Lerner and many of his followers may be 100 percent Jewish but they don’t practice Judaism.

Aaron Seruya | San Francisco

Braying for revenge

Weren’t we just here about a year ago? 

Israel killed Saleh Shahideh, a senior Hamas terrorist in Gaza in response to a homicidal attack on a Jerusalem bus that claimed among its victims many children. 

Terrorists bray that there will be revenge, and Israel enters the Palestinian territories in search of wanted terrorists while an impotent Palestinian Authority clucks its disapproval, citing fears of a civil war.

A year ago I was in our business partner’s office in Tel Aviv when I heard of the tragic deaths of scores at the Hebrew University, just as I was about to board a plane for home. Today, I fear what will be next, much the same way that Israelis sat anxiously by waiting for the other shoe to drop last summer.

Bus 32?  Bus 2? Bus 19?  Machaneh Yehudah, Sbarro, Cafe Moment, Dolphinarium, the names run together after a while.

So what are we to do?  How about understanding that Israel has no choice now but to go after the terrorists that perpetrate mayhem against its citizens, apparently because the Palestinians refuse to do so, or worse yet, are unable to do so?

How about praying for the peace of Israel?

Steve Lipman | Foster City

Why negotiate?

Why should Israel negotiate with Arafat and his henchmen? Did George W. Bush negotiate with Bin Laden or Saddam Hussein?

Why is Israel forced to show restraint against Hamas, Al Aksa Brigade and the other terrorist organizations? Did George W. Bush show restraint to the Taliban or al-Qaida?

Why should Israel remove her settlements? Are Israeli Arabs forced to be removed?

Israel is turning into a giant ghetto: Don’t complain, don’t fight back, try to make peace with the bullies and anti-Semites.

Israel is a sovereign state and should defend herself the way any other sovereign state would.

Lawrence M. Weiswasswer Avenal State Prison

Epitomizing the best

What an inspiring and moving recent article about Andrew Nosanchuk of California Closets and the Contra Costa Jewish Day School. We need more Jewish businesses and corporations to follow his lead.

According to a study done in 2000 by United Jewish Communities, two-thirds of Jewish philanthropy flows to causes outside the Jewish community.

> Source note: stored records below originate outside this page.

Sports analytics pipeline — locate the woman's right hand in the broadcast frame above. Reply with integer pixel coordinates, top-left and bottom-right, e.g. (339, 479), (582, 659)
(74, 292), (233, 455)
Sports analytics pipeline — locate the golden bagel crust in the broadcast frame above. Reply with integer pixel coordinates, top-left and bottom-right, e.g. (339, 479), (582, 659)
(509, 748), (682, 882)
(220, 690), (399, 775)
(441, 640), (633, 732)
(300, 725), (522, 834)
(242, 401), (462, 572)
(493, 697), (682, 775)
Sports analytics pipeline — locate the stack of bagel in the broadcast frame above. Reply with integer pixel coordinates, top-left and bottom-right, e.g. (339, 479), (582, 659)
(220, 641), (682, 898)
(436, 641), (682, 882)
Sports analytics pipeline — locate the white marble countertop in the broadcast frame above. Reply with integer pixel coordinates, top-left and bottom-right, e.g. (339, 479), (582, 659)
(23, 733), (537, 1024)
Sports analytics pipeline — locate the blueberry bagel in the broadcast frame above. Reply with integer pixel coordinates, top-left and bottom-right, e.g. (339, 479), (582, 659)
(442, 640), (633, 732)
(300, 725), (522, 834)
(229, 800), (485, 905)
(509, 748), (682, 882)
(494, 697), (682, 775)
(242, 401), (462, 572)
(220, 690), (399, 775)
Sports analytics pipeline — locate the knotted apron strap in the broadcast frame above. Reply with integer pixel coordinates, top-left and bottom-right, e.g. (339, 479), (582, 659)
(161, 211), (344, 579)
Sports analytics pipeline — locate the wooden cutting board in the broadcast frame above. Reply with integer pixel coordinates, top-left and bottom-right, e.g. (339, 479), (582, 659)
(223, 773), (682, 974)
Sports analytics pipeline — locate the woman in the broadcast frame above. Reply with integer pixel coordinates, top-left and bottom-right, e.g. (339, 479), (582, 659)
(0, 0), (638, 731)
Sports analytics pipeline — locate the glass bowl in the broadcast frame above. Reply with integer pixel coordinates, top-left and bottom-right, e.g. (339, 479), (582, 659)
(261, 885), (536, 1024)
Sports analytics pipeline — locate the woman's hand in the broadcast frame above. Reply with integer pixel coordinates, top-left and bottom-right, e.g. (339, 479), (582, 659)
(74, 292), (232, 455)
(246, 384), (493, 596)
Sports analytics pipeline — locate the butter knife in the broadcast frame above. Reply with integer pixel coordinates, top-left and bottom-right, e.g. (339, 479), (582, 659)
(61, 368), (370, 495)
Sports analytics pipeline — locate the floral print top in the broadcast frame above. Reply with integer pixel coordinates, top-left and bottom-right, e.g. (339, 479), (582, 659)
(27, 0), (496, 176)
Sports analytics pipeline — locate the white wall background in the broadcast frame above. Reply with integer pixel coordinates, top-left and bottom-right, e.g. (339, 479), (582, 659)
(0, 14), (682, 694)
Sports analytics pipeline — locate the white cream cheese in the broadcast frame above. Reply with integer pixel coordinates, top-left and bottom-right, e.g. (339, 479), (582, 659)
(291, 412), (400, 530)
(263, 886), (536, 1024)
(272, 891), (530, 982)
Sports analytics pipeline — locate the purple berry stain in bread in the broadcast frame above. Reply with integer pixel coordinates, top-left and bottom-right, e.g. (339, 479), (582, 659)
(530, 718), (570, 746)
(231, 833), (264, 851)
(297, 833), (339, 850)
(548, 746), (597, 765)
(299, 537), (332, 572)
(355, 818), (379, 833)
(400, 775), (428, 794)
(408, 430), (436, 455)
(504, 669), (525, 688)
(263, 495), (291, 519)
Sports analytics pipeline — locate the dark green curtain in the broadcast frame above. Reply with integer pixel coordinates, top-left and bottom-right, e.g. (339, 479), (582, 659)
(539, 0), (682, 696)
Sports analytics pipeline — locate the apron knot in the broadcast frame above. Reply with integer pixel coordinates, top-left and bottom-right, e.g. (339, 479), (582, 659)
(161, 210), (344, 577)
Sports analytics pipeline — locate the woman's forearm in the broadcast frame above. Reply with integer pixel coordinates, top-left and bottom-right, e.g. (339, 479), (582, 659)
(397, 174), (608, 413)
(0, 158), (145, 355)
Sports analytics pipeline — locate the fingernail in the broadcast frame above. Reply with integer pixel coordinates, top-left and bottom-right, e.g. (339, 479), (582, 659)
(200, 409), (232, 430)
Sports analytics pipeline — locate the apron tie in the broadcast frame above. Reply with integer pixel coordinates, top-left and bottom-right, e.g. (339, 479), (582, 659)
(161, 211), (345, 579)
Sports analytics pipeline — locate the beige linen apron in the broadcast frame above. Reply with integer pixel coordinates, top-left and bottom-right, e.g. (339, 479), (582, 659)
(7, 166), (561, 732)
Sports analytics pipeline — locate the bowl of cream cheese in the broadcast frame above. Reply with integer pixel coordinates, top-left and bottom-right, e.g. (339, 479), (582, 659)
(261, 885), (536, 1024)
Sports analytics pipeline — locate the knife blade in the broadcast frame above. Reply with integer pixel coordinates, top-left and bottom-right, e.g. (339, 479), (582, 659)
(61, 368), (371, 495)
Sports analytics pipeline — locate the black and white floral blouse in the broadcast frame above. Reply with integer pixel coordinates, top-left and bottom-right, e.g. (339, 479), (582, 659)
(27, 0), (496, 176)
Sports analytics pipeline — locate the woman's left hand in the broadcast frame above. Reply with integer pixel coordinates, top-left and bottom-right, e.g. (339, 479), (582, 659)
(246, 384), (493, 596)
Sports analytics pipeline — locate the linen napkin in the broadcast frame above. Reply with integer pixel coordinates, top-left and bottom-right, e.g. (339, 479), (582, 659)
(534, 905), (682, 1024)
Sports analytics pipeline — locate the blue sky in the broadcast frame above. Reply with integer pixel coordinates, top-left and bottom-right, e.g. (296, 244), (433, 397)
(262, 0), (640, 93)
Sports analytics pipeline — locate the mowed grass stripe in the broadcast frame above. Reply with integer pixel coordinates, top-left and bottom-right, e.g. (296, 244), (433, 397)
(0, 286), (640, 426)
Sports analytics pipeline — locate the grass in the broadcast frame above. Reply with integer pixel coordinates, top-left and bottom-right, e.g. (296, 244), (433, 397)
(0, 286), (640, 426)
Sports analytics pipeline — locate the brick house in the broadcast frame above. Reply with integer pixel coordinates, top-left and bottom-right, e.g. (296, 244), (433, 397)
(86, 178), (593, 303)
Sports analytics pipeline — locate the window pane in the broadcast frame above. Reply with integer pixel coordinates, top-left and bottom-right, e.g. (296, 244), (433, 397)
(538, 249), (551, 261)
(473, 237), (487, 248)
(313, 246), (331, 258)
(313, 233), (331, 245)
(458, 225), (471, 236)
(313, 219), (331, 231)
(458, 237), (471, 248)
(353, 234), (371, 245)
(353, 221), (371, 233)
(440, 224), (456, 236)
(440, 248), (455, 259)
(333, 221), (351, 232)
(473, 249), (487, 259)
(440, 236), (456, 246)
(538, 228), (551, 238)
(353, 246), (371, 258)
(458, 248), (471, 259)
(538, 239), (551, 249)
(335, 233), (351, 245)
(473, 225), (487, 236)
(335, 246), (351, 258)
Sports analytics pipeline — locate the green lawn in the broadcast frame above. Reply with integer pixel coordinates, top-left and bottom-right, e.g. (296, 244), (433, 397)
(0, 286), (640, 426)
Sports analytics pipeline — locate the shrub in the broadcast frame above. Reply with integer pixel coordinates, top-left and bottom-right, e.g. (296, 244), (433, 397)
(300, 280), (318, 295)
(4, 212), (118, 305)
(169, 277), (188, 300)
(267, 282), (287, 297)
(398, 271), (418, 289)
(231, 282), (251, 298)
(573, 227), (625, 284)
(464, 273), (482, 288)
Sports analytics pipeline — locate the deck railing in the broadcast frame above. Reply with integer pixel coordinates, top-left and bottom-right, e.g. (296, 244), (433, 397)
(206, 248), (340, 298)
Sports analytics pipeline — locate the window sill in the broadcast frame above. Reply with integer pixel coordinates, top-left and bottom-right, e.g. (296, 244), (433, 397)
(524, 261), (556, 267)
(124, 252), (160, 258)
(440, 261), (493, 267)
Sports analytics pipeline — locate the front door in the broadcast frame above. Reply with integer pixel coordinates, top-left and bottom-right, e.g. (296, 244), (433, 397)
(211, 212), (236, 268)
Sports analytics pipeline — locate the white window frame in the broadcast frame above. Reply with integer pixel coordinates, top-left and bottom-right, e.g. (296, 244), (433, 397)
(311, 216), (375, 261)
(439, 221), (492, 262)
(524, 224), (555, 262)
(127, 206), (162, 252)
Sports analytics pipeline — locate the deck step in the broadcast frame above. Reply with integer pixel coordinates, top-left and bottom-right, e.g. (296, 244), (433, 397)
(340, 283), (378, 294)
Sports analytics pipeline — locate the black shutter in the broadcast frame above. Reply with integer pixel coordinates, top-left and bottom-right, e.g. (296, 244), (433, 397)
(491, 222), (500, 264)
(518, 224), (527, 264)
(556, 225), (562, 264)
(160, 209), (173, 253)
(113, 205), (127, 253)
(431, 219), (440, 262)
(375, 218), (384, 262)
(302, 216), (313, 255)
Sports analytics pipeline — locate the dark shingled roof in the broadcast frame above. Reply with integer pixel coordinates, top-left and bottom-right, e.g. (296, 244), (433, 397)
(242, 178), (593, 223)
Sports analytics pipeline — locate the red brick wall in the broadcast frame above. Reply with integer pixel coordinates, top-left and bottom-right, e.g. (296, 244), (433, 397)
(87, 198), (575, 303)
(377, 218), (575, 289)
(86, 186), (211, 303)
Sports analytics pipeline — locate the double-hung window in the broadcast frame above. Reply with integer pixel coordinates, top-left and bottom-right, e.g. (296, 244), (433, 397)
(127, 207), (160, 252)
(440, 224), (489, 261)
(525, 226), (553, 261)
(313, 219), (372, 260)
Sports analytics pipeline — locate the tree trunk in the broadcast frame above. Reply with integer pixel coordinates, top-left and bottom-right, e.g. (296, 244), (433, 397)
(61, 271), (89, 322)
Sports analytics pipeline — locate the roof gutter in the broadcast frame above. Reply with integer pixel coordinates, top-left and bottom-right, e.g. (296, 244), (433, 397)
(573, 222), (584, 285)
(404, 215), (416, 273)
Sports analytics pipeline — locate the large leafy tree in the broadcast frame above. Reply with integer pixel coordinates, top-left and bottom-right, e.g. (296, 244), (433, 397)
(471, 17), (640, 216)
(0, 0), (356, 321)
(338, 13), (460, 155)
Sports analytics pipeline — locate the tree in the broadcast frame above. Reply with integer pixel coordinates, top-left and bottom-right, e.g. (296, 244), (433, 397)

Jewish day schools are one of the most effective ways to transmit Jewish values, and ensure that our children remain actively involved as adult members of the Jewish community.

Clearly, Jewish values inform our giving, so why not support these educational institutions which will shape the next generation of Jewish philanthropists?

We have an obligation to perpetuate this fountainhead so there will be Jewish funders in the future.

Jewish philanthropy is not only about giving to the needy but about supporting a vital Jewish community that can enrich the lives of all Jews, rich and poor, Jewishly well-educated and Jewishly ignorant.

Nosanchuk epitomizes the best in Jewish philanthropy — giving from the heart to the right cause for the right reasons. We should all take note.